Grand-père était fils d’un cultivateur aisé et fortuné de la vallée, un grand don selon les termes de ma maman. Ce grand-père possédait plus de têtes de bétail et de carreaux de terre que quiconque dans la région. A sa mort, ses enfants, ceux du dehors et du dedans, avaient partagé l’héritage tant convoité. Mon Grand-père, quant à lui, avait travaillé et mis en valeur la part qui lui revenait. Il aimait sa terre plus que tout au monde, pourtant, un beau jour, il décida d’aller s’installer en ville. Il fit alors construire la maison, d’abord le rez-de-chaussée, puis il y ajouta un étage. Il y passa des années, sans pour autant se détacher de ses terres. Régulièrement, il rendait visite à ses fermiers et coordonnait, de là où il était et du mieux qu’il pouvait, ses activités agricoles. Grand-mère, elle, prenait soin de la maison, tout en gérant adroitement les récoltes.

 

A la mort de Grand-mère, Grand-père faillit, lui aussi, trépasser. Ils vivaient ensemble depuis plus d’un demi-siècle! C’était comme si on lui avait enlevé sa moitié. Il fit face à la douleur et tourna la page. Il devint moins assidu à l’exploitation de ses terres et se contenta de les louer. Par suite, je vins au monde, le dernier enfant de la benjamine de mon Grand-père. A côté de son attachement à la terre, mon Grand-père avait une autre passion: sa bible. Cette grosse vieille bible, il la chérissait. Elle était un peu sa maitresse, il l’a ensuite épousée à la mort de Grand-mère.
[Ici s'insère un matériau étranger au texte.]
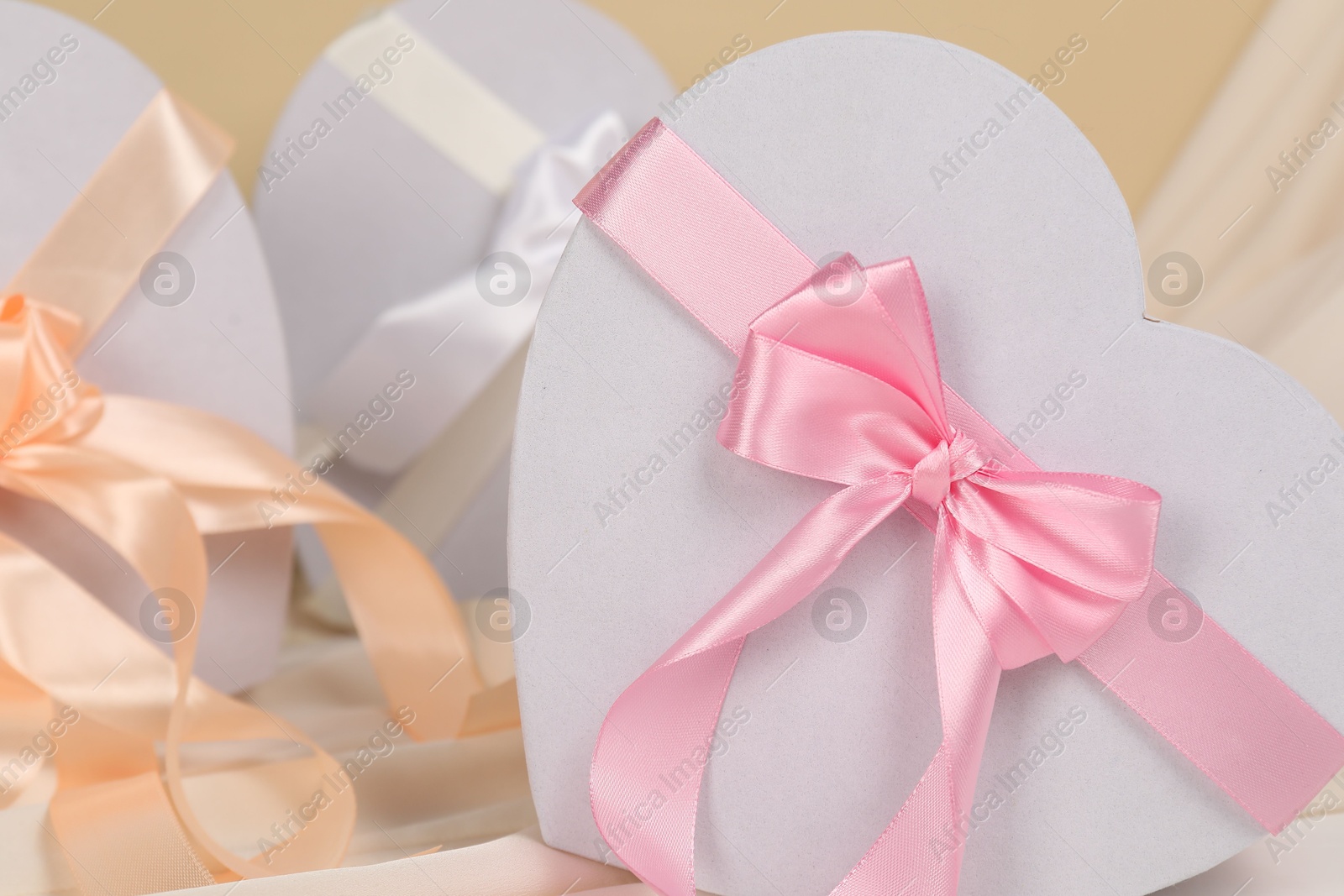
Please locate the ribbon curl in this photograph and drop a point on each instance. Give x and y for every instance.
(842, 383)
(148, 479)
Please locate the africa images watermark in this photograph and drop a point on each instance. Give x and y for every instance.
(1050, 409)
(42, 73)
(1050, 745)
(380, 745)
(1296, 493)
(1294, 159)
(381, 407)
(714, 74)
(672, 781)
(42, 746)
(42, 410)
(293, 150)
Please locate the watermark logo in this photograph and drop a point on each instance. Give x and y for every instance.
(503, 616)
(167, 280)
(503, 280)
(1175, 280)
(167, 616)
(839, 614)
(1175, 616)
(840, 281)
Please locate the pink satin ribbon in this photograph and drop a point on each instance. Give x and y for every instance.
(1026, 563)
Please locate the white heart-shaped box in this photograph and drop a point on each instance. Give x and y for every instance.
(374, 215)
(221, 349)
(1028, 259)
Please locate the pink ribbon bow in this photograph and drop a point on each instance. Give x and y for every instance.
(1026, 563)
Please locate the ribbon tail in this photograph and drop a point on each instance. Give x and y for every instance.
(651, 752)
(920, 852)
(467, 331)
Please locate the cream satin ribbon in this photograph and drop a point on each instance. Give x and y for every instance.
(150, 479)
(454, 338)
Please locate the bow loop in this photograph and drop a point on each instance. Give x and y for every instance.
(47, 401)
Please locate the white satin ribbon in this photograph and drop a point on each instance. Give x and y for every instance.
(433, 96)
(456, 338)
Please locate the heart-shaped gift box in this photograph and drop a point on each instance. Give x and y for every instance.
(429, 113)
(893, 145)
(217, 348)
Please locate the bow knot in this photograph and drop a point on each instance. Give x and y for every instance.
(47, 401)
(934, 474)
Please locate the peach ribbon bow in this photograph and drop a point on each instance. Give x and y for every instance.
(148, 479)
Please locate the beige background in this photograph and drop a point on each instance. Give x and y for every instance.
(1149, 69)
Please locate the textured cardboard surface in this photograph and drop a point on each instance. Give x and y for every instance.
(375, 215)
(219, 351)
(1032, 275)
Il était un catholique acharné; il ne ratait aucune une messe du dimanche. Il était l’ami des prêtes et des laïcs. Il avait même accroché à un mur de sa chambre une vieille photo du pape. Il s’en est fallu de peu pour que ma mère ne devienne nonne, ce qui aurait hypothéqué mon existence. Mon Grand-père lisait régulièrement sa bible, à haute voix, comme s’il lui adressait la parole. Sa bible était sa confidente et sa religion. Moi, de mon côté, j’avais ma religion: mes billes.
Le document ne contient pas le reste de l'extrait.